Lehermeier Christina, Krämer Nicole, Bauer Eva, Bauland Cyril, Camisan Christian, Campo Laura, Flament Pascal, Melchinger Albrecht E, Menz Monica, Meyer Nina, Moreau Laurence, Moreno-González Jesús, Ouzunova Milena, Pausch Hubert, Ranc Nicolas, Schipprack Wolfgang, Schönleben Manfred, Walter Hildrun, Charcosset Alain, Schön Chris-Carolin
Plant Breeding, Technische Universität München, 85354 Freising, Germany.
INRA, UMR de Génétique Végétale, 91190 Gif-sur-Yvette, France.
Genetics. 2014 Sep;198(1):3-16. doi: 10.1534/genetics.114.161943.
The efficiency of marker-assisted prediction of phenotypes has been studied intensively for different types of plant breeding populations.

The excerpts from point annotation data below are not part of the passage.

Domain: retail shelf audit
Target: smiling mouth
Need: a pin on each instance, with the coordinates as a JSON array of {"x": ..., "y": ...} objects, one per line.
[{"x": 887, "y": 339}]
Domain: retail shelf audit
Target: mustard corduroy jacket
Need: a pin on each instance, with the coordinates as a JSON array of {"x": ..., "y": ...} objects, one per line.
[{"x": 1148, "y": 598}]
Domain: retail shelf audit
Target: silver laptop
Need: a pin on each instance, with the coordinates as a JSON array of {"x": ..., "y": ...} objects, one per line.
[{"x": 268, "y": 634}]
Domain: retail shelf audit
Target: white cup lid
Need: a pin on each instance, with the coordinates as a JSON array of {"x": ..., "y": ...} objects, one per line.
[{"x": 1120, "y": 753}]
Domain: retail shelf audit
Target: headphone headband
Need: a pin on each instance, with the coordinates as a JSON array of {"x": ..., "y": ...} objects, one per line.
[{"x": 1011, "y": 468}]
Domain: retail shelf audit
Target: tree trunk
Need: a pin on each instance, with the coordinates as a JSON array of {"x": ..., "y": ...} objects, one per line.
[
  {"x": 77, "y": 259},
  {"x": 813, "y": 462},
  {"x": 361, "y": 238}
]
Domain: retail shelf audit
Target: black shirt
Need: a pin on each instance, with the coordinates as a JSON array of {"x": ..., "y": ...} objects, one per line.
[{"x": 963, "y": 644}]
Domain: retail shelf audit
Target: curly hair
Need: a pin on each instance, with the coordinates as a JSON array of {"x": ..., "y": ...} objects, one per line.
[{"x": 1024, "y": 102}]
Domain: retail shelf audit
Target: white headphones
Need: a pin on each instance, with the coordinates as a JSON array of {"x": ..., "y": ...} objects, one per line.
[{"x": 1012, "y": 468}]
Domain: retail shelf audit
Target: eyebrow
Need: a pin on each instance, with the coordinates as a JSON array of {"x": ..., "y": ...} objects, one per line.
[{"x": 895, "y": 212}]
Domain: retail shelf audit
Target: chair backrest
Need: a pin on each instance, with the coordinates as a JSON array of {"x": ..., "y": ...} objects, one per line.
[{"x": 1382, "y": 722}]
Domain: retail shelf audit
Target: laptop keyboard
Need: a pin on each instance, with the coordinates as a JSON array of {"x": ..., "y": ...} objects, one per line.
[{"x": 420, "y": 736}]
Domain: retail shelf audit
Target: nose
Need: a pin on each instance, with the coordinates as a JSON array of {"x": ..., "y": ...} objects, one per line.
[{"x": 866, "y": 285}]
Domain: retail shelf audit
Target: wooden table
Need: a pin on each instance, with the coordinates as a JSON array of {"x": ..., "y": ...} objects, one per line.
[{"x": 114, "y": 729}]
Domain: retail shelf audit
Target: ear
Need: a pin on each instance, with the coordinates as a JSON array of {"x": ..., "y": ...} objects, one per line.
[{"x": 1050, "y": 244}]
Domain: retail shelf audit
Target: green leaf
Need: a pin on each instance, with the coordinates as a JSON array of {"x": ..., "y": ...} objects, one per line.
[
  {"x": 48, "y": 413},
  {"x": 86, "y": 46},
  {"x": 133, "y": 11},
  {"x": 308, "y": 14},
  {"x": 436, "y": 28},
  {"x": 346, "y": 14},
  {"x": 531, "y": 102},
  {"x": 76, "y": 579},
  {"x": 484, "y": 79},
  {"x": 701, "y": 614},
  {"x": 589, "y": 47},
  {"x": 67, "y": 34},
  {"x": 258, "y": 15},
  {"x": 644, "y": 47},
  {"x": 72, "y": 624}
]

However, one remaining question is how to incorporate and counterbalance information from biparental and multiparental populations into model training for genome-wide prediction. To address this question, we evaluated testcross performance of 1652 doubled-haploid maize (Zea mays L.) lines that were genotyped with 56,110 single nucleotide polymorphism markers and phenotyped for five agronomic traits in four to six European environments. The lines are arranged in two diverse half-sib panels representing two major European heterotic germplasm pools. The data set contains 10 related biparental dent families and 11 related biparental flint families generated from crosses of maize lines important for European maize breeding. With this new data set we analyzed genome-based best linear unbiased prediction in different validation schemes and compositions of estimation and test sets. Further, we theoretically and empirically investigated marker linkage phases across multiparental populations. In general, predictive abilities similar to or higher than those within biparental families could be achieved by combining several half-sib families in the estimation set. For the majority of families, 375 half-sib lines in the estimation set were sufficient to reach the same predictive performance of biomass yield as an estimation set of 50 full-sib lines. In contrast, prediction across heterotic pools was not possible for most cases. Our findings are important for experimental design in genome-based prediction as they provide guidelines for the genetic structure and required sample size of data sets used for model training.
针对不同类型的植物育种群体,人们对标记辅助表型预测的效率进行了深入研究。然而,一个悬而未决的问题是如何将来自双亲群体和多亲群体的信息纳入全基因组预测的模型训练中,并进行平衡。为了解决这个问题,我们评估了1652个双单倍体玉米(Zea mays L.)品系的测交表现,这些品系用56110个单核苷酸多态性标记进行了基因分型,并在四到六个欧洲环境中对五个农艺性状进行了表型分析。这些品系被安排在两个不同的半同胞群体中,代表了欧洲两个主要的杂种优势种质库。该数据集包含10个相关的双亲马齿型家系和11个相关的双亲硬粒型家系,这些家系来自对欧洲玉米育种重要的玉米品系杂交。利用这个新数据集,我们分析了不同验证方案以及估计集和测试集组成情况下基于基因组的最佳线性无偏预测。此外,我们从理论和实证两方面研究了多亲群体中的标记连锁相位。总体而言,通过在估计集中组合几个半同胞家系,可以实现与双亲家系内相似或更高的预测能力。对于大多数家系,估计集中375个半同胞品系足以达到与50个全同胞品系的估计集相同的生物量产量预测性能。相比之下,在大多数情况下,跨杂种优势群的预测是不可能的。我们的研究结果对于基于基因组的预测中的实验设计很重要,因为它们为用于模型训练的数据集的遗传结构和所需样本量提供了指导。